You gotta love the downvotes, with no actual argument against it. Heck, I'd even love a post to show that I'm violating some HN ettiquette (maybe there's ettiquette on HN now that its frowned upon trying to use data to back up your claims?). I suspect this has more to do with ideology/fanboyism than actual content, but I'd love to be proven wrong.
From your first post: There's no reason why Android shouldn't have built up similar IP protection in this time. This is why I say whoever ran their IP strategy should be shown the door. This is a firing offense to find yourself in a position where the only way to protect yourself is not to assert your own IP, but to have to resort to buying IP you didn't create.
This is one of the many things that I (and probably many others) find fundamentally broken with the patent system. If I'm creating my own mobile operating system from the ground up, I shouldn't have to patent anything if I don't want to.
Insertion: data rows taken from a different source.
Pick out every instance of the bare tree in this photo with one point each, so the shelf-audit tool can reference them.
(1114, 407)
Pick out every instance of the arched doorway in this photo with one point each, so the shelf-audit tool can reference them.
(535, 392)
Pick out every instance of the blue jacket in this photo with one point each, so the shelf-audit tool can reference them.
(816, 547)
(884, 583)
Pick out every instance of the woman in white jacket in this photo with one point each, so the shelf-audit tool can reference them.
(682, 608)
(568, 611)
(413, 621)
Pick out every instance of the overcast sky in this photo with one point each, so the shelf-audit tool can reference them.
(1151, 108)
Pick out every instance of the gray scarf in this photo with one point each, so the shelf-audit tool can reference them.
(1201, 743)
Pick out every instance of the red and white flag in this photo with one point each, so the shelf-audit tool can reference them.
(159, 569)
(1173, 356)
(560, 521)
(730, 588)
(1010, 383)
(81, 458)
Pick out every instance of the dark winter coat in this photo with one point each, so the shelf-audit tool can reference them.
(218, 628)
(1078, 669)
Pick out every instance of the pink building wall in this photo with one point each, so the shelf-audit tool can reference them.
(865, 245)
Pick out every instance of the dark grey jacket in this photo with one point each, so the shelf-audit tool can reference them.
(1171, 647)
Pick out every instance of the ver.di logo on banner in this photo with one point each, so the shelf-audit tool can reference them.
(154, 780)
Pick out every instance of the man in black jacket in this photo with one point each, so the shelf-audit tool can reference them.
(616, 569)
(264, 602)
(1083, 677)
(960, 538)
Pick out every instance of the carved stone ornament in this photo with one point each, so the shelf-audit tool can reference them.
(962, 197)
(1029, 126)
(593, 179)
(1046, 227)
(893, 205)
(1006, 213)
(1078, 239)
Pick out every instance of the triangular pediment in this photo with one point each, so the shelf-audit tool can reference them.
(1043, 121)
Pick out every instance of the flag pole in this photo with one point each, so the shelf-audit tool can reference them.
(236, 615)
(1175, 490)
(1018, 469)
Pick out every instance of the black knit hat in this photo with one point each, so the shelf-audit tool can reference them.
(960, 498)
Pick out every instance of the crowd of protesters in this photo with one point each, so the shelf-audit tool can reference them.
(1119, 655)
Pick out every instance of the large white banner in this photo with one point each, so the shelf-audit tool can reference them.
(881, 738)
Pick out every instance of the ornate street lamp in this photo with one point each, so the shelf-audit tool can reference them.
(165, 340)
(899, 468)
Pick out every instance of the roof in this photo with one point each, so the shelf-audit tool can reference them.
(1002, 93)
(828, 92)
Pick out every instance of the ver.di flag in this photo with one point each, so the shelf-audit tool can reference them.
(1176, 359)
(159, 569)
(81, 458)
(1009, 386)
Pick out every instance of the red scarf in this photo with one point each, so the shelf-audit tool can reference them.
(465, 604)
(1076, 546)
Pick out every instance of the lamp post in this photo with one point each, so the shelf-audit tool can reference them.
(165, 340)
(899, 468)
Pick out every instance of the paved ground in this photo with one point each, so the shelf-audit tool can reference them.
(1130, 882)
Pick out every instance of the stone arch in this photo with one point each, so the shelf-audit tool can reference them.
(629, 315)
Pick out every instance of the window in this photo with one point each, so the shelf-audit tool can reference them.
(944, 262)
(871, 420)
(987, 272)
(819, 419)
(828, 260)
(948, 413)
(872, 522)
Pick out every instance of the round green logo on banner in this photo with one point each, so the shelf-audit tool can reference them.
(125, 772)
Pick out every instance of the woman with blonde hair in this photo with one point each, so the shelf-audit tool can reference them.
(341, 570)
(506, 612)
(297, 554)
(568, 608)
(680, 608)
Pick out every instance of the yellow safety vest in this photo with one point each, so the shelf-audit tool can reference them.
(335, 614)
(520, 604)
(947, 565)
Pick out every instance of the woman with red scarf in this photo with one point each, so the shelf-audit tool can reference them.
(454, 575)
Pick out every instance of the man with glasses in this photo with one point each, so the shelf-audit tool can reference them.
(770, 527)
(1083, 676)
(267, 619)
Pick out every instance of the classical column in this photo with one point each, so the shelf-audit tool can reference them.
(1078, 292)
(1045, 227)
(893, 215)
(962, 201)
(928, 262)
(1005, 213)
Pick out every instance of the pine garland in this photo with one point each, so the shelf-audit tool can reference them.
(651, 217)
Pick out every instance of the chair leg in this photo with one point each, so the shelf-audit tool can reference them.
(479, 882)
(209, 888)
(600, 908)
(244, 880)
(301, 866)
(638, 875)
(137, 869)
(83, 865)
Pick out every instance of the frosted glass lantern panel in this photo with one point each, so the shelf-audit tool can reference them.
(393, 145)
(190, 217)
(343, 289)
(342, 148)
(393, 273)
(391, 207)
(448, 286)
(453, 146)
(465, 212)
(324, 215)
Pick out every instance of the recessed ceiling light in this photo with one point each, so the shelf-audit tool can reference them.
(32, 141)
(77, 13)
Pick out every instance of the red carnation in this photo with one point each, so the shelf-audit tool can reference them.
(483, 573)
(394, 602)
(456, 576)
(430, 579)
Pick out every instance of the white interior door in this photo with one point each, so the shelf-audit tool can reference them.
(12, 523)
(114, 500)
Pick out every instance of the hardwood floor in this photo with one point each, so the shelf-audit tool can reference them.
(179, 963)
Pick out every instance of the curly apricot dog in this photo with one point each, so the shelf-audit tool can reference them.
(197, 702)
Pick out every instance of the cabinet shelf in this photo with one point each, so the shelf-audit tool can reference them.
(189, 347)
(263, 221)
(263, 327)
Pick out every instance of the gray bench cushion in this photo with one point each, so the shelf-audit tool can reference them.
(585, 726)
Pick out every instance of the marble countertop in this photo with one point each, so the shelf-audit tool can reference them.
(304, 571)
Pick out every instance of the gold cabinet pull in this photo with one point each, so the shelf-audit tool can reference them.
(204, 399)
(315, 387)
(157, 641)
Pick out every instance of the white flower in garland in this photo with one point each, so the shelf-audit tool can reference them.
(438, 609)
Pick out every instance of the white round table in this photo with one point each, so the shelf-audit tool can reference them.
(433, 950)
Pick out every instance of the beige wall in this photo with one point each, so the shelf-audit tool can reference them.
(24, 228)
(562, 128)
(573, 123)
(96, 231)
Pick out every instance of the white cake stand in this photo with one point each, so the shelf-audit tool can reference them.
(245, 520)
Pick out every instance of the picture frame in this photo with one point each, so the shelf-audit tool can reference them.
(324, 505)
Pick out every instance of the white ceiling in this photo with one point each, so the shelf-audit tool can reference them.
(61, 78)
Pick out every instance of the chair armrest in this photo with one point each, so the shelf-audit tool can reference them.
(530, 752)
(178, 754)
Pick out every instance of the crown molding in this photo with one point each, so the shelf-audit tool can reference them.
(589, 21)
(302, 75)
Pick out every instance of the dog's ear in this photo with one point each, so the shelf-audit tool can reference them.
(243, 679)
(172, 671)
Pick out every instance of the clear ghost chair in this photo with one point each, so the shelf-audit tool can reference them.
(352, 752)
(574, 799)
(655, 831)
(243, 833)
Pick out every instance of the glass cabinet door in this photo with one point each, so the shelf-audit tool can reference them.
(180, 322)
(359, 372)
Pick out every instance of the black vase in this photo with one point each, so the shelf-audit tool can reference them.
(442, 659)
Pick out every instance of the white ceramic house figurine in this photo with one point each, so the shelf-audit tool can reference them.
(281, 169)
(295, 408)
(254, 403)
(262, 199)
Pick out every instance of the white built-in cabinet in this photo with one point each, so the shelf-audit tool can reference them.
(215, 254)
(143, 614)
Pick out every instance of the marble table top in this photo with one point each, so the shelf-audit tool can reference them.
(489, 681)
Actual innovation comes in the form of lines of code, not numbers of patents. "IP" as you put it is orthogonal to the actual productive work of a company.
Patents, in my view, should be used strictly to prevent a competitor from producing a direct ripoff of a highly specific invention.
You don't seem to understand. Apple is, by definition, a patent troll. Therefore, whatever it is that they are doing is, by definition, patent trolling. Hope that clears things up.
I would have thought "patent troll" typically describes patent owners who produce no actual products, and only hold patents with the intention of extracting money from others. Apple clearly does produce actual products.